All that we would learn from testing the bones in Westminster Abbey is whether or not they belonged to the princes. We’d still be left with the question, “what happened to them?” I could not reliably find out where Lambert Simnel may have been buried, and I imagine finding his remains, as well as the unmarked grave of Perkin Warbeck, are high on Langley’s list. But even if all that was proven is that the princes were not buried under the stairs, it is still quite a huge shift in our paradigm for them to have survived their uncle. For historians and history buffs, it can be quite emotional if your conclusion is that Richard III is responsible (I’ve always oscillated between what I believe because we haven’t had enough evidence in any direction, and I am firmly in the camp of “test the bones”).

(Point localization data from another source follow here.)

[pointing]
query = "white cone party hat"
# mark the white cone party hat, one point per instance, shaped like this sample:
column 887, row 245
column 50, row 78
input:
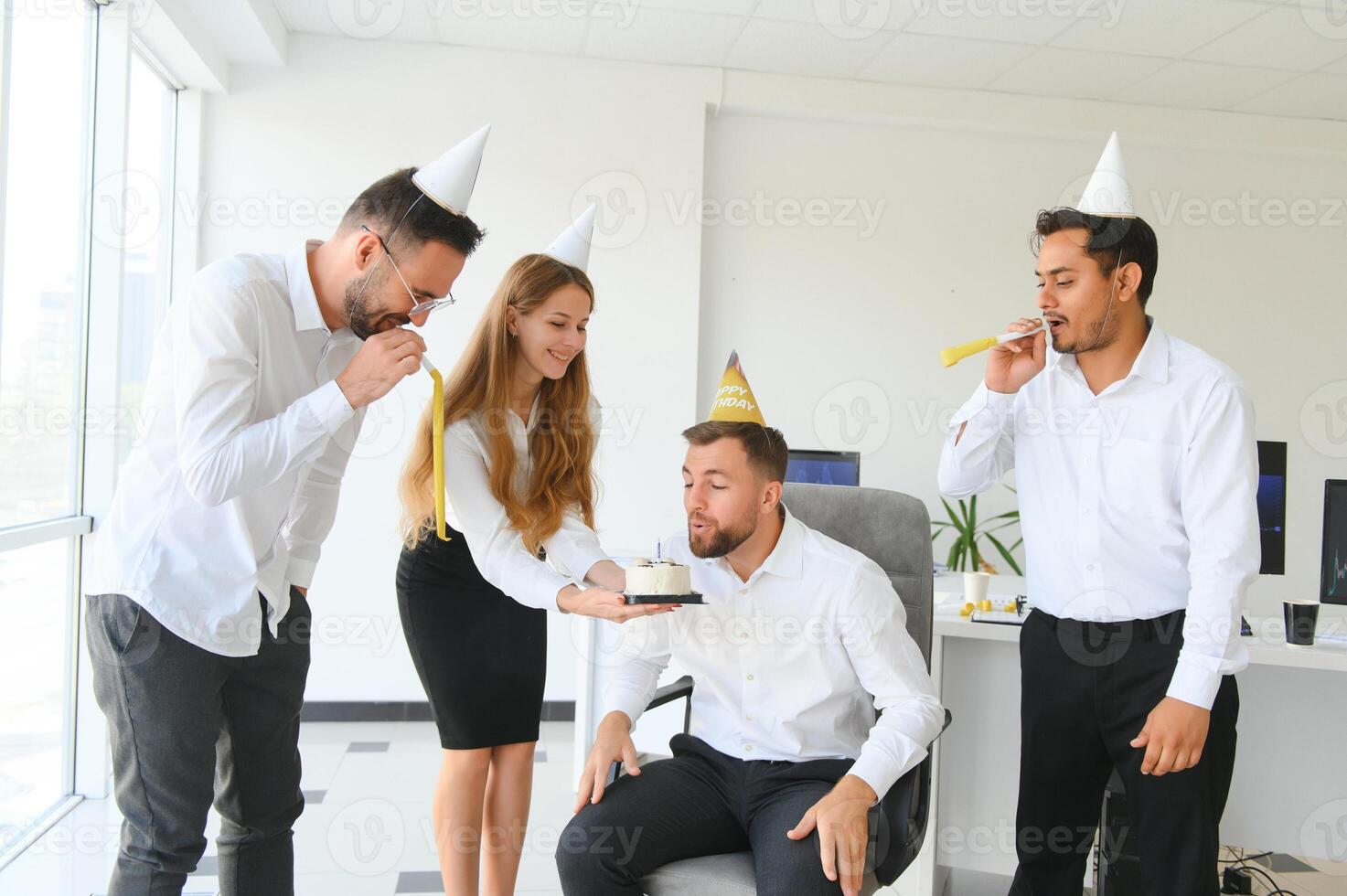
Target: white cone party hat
column 1107, row 193
column 449, row 179
column 572, row 244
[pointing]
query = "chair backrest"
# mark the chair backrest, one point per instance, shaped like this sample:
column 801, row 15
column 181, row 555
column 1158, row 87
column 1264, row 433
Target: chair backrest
column 891, row 528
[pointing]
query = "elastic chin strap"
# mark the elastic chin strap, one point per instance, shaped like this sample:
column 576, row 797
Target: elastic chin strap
column 1104, row 327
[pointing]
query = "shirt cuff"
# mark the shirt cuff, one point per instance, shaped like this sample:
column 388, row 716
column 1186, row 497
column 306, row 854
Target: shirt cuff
column 625, row 699
column 301, row 571
column 874, row 771
column 1192, row 683
column 982, row 399
column 329, row 404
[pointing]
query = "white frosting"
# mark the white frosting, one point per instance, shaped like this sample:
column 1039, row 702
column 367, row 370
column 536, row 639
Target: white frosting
column 661, row 577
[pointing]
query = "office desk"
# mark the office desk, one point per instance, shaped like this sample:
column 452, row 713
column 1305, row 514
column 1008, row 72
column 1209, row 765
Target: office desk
column 1289, row 793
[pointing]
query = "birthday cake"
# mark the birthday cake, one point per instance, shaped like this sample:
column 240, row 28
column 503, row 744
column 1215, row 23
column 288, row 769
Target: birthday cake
column 657, row 577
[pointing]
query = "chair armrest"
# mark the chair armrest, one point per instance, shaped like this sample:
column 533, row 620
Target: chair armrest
column 672, row 691
column 682, row 688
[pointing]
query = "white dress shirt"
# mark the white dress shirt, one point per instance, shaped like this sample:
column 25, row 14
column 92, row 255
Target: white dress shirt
column 233, row 486
column 496, row 548
column 1133, row 503
column 794, row 663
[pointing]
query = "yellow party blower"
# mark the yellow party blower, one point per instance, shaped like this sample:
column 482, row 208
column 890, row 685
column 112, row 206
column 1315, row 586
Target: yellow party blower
column 436, row 445
column 957, row 353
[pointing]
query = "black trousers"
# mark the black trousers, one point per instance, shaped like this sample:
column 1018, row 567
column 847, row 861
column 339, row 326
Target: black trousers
column 703, row 804
column 1085, row 690
column 188, row 727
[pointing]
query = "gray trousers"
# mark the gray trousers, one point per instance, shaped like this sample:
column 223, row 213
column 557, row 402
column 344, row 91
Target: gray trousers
column 703, row 804
column 188, row 727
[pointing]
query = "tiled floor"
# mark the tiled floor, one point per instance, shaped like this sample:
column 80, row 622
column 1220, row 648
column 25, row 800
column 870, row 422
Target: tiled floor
column 365, row 827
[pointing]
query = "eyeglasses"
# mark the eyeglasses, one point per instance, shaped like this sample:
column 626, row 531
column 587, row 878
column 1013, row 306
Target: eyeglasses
column 419, row 306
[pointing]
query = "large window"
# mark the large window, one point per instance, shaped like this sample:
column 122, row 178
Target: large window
column 87, row 167
column 46, row 168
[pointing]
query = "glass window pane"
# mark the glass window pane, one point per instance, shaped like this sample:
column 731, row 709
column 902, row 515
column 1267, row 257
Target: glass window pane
column 42, row 284
column 148, row 238
column 36, row 585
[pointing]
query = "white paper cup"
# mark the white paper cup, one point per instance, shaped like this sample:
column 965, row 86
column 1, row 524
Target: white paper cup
column 976, row 586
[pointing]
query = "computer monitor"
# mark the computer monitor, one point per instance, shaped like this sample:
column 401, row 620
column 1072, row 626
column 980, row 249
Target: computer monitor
column 1332, row 577
column 825, row 468
column 1272, row 507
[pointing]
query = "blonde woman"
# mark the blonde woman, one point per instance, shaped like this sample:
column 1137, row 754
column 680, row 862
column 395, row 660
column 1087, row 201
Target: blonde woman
column 518, row 443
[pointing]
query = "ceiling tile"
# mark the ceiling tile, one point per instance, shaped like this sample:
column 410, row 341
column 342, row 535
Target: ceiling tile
column 1202, row 85
column 1310, row 96
column 1017, row 22
column 846, row 16
column 546, row 27
column 723, row 7
column 661, row 36
column 943, row 62
column 1053, row 71
column 1280, row 38
column 789, row 48
column 1159, row 27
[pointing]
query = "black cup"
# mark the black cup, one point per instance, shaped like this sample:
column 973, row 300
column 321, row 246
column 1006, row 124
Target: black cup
column 1300, row 619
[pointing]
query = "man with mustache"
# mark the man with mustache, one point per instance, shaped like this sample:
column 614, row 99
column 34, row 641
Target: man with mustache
column 800, row 642
column 1141, row 538
column 197, row 613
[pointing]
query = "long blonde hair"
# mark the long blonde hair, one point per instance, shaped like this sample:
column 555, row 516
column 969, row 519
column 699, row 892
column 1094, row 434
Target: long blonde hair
column 561, row 443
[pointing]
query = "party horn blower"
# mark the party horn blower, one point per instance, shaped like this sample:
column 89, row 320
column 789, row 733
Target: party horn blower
column 436, row 445
column 957, row 353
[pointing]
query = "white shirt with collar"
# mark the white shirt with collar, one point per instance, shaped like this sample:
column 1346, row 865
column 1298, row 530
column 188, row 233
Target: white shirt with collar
column 233, row 486
column 1133, row 503
column 794, row 663
column 497, row 549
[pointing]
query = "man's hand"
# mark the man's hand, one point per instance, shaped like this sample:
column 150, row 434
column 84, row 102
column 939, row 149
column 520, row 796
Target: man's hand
column 1013, row 364
column 613, row 742
column 603, row 603
column 386, row 358
column 843, row 822
column 1173, row 736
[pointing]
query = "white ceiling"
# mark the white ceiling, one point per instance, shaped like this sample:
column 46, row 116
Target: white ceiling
column 1275, row 57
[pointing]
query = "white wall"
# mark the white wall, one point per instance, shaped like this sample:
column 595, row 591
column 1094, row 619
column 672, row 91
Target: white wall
column 817, row 312
column 837, row 320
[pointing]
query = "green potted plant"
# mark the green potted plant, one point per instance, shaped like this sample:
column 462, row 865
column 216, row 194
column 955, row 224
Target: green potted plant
column 966, row 552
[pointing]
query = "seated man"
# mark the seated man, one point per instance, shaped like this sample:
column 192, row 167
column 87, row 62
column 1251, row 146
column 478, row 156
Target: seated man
column 786, row 755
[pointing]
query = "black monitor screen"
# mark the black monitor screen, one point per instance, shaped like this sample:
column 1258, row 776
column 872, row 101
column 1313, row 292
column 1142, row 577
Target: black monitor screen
column 1332, row 581
column 823, row 468
column 1272, row 507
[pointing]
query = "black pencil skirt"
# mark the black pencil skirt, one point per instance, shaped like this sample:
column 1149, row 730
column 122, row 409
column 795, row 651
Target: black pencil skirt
column 481, row 655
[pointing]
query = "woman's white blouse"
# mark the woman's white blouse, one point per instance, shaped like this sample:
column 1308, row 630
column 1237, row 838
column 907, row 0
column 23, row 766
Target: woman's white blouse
column 498, row 550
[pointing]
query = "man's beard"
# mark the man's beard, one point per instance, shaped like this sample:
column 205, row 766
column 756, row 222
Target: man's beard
column 723, row 540
column 362, row 315
column 1096, row 337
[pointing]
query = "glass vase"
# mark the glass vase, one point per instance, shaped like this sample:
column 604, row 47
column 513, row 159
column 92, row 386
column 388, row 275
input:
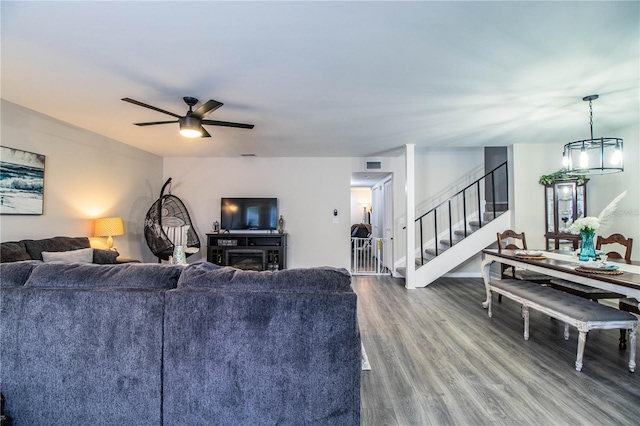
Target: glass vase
column 587, row 249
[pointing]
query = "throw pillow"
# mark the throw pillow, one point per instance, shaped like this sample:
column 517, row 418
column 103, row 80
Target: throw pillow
column 81, row 255
column 105, row 256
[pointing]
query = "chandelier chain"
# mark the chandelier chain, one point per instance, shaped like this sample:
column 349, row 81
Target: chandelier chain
column 591, row 118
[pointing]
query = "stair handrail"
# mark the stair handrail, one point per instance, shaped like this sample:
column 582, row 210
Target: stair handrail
column 464, row 205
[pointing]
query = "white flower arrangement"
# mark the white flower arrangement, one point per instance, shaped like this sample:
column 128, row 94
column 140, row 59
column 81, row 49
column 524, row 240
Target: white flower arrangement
column 590, row 224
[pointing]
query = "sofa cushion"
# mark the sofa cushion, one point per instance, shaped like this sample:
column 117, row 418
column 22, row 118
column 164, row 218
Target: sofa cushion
column 36, row 247
column 80, row 255
column 15, row 274
column 13, row 251
column 205, row 275
column 82, row 357
column 105, row 256
column 89, row 275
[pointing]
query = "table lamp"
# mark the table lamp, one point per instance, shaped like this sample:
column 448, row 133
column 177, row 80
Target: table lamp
column 109, row 227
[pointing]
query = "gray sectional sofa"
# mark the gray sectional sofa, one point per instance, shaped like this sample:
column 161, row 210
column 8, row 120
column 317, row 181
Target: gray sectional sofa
column 154, row 344
column 15, row 251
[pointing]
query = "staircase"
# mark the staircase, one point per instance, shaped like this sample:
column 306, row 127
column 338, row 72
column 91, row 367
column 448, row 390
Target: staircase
column 444, row 244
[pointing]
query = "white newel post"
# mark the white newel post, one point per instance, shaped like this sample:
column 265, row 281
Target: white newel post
column 410, row 196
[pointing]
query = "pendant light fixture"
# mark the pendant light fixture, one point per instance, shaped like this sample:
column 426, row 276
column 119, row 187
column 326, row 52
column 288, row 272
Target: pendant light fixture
column 593, row 156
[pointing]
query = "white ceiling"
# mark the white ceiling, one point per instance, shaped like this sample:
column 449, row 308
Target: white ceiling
column 327, row 79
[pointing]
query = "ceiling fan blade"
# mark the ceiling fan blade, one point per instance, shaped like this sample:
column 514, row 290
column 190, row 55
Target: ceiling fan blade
column 133, row 101
column 227, row 124
column 152, row 123
column 207, row 108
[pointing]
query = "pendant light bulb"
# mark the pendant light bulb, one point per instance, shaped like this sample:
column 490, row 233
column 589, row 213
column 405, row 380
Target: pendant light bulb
column 565, row 159
column 584, row 158
column 616, row 158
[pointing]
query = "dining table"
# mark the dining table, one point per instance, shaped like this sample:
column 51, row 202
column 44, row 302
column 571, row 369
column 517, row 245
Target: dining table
column 615, row 275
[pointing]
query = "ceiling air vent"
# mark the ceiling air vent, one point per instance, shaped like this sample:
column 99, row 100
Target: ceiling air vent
column 373, row 165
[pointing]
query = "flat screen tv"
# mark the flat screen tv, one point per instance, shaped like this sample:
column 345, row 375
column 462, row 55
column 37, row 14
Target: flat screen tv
column 243, row 214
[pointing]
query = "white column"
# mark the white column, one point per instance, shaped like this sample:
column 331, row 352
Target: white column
column 410, row 196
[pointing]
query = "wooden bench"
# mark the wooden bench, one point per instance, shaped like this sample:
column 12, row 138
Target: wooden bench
column 579, row 312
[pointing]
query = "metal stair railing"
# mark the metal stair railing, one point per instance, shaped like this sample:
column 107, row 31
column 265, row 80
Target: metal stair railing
column 455, row 210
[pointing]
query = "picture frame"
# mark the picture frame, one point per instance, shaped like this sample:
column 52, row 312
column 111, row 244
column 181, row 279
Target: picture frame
column 21, row 182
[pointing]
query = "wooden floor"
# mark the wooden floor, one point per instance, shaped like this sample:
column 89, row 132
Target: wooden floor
column 437, row 359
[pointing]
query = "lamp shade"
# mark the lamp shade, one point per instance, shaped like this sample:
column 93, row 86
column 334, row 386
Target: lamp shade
column 108, row 227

If your gut reaction is “of course Richard III killed them,” I would offer not only that the prevailing assumption was that Richard III was thrown into the River Soar after the Battle of Bosworth until he was found under the car park in 2012, but also this quote from Langley toward the end of her interview with the podcast “Gone Medieval,” which is worth a listen: “Evidence-based research enables people to have an informed opinion. And if you have an opinion that goes against the evidence, I think just ask yourself ‘why’ and have a think about that.” If you’re not a podcast listener or a book reader, you can also watch a recent documentary detailing the research.
If nothing else, the most wild thing for me is that Philippa Gregory may have been at least partially right [content warning for violence].